L’Institut français de recherche pour l’exploitation de la mer (IFREMER) scrute de près les stocks débarqués par les 7.000 navires français. Plus de 400.000 tonnes de poissons frais au total en 2017. Pour évaluer l’état des ressources, les techniciens de l'IFREMER interrogent les pêcheurs, ils observent les débarquements. Ils ont même parfois des contrôleurs à bord, mais ils croisent aussi ces informations avec les historiques de capture, les caractéristiques biologiques de chaque espèce.
Toutes ces données constituent un bilan pour le moins mitigé. Près de la moitié des stocks, 48% précisément, est exploitée de façon durable c’est-à-dire en laissant aux poissons adultes assez de temps pour se reproduire efficacement. En revanche, 27% sont surexploités, et 25% ne sont pas évalués. C'est ce qu'explique Alain Bizeau, en charge de l'expertise halieutique au sein de l’IFREMER.

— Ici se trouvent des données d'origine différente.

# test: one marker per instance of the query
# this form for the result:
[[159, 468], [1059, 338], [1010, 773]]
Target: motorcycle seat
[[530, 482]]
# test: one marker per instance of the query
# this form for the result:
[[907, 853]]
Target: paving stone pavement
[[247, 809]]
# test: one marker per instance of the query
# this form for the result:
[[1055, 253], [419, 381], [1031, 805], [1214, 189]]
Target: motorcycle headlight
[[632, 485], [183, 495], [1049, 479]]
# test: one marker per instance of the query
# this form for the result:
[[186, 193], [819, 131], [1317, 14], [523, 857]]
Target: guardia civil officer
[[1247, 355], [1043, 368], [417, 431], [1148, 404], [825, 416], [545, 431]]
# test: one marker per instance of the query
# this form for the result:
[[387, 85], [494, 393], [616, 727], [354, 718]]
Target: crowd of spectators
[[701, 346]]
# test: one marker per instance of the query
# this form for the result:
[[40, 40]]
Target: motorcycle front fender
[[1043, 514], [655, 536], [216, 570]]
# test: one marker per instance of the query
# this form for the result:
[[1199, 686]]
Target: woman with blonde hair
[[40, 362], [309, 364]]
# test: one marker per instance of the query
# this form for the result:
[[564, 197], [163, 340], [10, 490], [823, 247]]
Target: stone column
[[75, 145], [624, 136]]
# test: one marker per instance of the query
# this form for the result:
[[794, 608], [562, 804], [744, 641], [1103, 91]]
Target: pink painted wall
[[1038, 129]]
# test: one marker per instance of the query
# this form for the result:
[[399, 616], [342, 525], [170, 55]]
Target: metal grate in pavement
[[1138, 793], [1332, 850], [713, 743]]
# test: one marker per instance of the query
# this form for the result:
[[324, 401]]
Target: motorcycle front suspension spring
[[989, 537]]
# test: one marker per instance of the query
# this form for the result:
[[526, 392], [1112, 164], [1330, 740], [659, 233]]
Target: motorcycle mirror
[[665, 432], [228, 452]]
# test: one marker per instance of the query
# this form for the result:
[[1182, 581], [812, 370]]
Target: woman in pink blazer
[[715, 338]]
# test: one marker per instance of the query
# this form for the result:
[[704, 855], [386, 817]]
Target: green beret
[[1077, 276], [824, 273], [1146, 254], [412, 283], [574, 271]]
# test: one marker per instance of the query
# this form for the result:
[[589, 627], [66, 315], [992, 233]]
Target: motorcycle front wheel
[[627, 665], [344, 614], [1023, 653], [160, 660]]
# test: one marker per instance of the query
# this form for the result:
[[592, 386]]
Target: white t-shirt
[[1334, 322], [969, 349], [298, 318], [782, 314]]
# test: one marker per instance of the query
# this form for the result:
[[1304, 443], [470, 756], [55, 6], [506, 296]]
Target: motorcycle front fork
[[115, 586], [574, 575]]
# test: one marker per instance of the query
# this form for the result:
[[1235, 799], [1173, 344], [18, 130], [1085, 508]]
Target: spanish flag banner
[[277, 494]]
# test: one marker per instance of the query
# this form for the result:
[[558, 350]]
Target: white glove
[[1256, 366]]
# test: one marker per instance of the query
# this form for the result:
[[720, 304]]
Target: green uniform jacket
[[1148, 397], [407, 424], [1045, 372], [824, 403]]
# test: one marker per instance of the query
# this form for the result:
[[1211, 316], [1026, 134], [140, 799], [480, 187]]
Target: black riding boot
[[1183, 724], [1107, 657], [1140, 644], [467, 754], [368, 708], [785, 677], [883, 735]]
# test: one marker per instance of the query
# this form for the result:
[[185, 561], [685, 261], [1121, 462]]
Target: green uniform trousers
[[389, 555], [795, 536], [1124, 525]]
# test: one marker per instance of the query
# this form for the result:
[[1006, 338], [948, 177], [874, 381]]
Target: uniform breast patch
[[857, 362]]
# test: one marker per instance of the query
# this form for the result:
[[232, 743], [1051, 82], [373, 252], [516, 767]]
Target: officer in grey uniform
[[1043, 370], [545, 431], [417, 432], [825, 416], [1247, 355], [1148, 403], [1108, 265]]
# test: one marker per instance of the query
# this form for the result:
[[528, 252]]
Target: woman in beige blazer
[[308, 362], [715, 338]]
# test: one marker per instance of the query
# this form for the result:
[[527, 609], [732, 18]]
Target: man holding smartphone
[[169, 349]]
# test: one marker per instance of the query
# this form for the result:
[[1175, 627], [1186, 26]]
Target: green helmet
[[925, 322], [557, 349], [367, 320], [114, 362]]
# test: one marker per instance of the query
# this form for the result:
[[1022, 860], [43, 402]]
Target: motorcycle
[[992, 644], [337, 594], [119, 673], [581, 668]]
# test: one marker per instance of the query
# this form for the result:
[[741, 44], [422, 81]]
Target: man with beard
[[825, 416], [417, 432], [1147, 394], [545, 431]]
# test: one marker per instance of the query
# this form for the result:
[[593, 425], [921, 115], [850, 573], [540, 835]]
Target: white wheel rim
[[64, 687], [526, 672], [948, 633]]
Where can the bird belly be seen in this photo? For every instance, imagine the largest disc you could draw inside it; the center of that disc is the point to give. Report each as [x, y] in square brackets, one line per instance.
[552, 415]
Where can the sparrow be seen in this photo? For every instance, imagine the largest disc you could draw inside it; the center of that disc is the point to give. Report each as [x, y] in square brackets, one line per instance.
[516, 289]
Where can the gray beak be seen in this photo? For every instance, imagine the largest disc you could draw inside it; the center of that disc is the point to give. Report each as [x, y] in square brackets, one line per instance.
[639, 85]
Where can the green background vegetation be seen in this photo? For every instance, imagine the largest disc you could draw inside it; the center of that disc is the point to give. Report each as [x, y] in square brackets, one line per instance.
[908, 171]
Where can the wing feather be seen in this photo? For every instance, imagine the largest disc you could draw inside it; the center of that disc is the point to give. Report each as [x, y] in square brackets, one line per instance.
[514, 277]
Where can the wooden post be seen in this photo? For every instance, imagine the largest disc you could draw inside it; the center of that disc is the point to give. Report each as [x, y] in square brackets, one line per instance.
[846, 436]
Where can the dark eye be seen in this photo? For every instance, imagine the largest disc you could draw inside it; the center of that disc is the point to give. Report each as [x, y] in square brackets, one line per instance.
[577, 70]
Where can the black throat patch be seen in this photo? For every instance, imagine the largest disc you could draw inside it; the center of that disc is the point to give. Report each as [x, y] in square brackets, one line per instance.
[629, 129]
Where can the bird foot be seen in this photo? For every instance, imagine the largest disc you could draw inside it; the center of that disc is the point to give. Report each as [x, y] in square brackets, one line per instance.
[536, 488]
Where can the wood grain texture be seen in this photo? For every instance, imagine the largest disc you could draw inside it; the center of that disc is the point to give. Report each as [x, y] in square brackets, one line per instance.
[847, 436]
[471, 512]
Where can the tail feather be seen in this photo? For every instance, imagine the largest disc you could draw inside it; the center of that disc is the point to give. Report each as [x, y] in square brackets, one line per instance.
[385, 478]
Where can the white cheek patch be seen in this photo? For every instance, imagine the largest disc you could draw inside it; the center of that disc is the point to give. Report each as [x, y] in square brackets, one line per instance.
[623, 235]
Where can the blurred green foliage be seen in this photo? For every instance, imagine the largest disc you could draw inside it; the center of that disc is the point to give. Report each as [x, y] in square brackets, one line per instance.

En Méditerranée, la situation est également mauvaise, que l'on parle de merlus, de rougets ou encore de sardines. Seul le thon rouge retrouve des couleurs. Pour l’IFREMER, cela s’explique par les mesures de gestion des stocks appliquées depuis 2007. Un stock désigne une espèce dans la zone où elle vit. Les eaux métropolitaines comptent notamment cinq stocks de sole, quatre de cabillaud et selon où ce stock se trouve, il peut faire l’objet de surpêche ou au contraire entrer dans les critères d’une pêche durable. Si l’on prend l’exemple du merlu, il est surexploité dans le golfe du Lion. En revanche dans le golfe de Gascogne, il semble mieux se porter.
Mais d’autres facteurs peuvent aussi expliquer une baisse des stocks. Par exemple si le hareng et le maquereau perdent du terrain depuis trente ans dans la Manche, c’est aussi à cause du réchauffement de la température de l’eau qui a probablement poussé ces espèces à migrer. Mais parmi les causes de cette surpêche on peut inclure la pêche électrique qui vient d’être interdite par l’Europe. C’est en tout cas ce que pense Mathieu Colléter de l’association Bloom, une ONG spécialisée dans la protection des fonds marins.
Quoi qu’il en soit, le bilan en demi-teinte dressé par l’IFREMER est insuffisant si l’on se réfère aux objectifs européens. Les Etats membres de l’Union européenne se sont engagés à atteindre au plus tard en 2020 ce rendement maximal durable. A moins d’un an de cette échéance, moins de la moitié des stocks, 48%, sont exploités de façon durable. Pours Mathieu Colléter, de l’association Bloom, c’est un échec et les responsables de cet échec sont ceux qui se sont fixés cet objectif ambitieux, c’est à dire les Etats européens.
Tout n'est cependant pas noir dans ce tableau et certaines initiatives pourraient contribuer à atteindre les objectifs de pêche durable. C'est le cas à Lorient où l’Ifremer, le Comité des pêches du Morbihan, des entreprises et des universitaires bretons planchent sur un projet qui permettrait d’identifier les poissons à distance.
Concrètement, des capteurs seraient installés dans et à l’entrée du chalut. Ces capteurs permettraient d’identifier exactement et en temps réel les poissons capturés alors qu’actuellement, on n’identifie que des formes vivantes. L’intelligence artificielle au service de la pêche durable. Chercheurs, enseignants et entreprises espèrent mener à bien ce projet d’ici trois ans. Un projet d’1,5 million d’euros financé par France Filière Pêche et le Feamp, un fonds européen.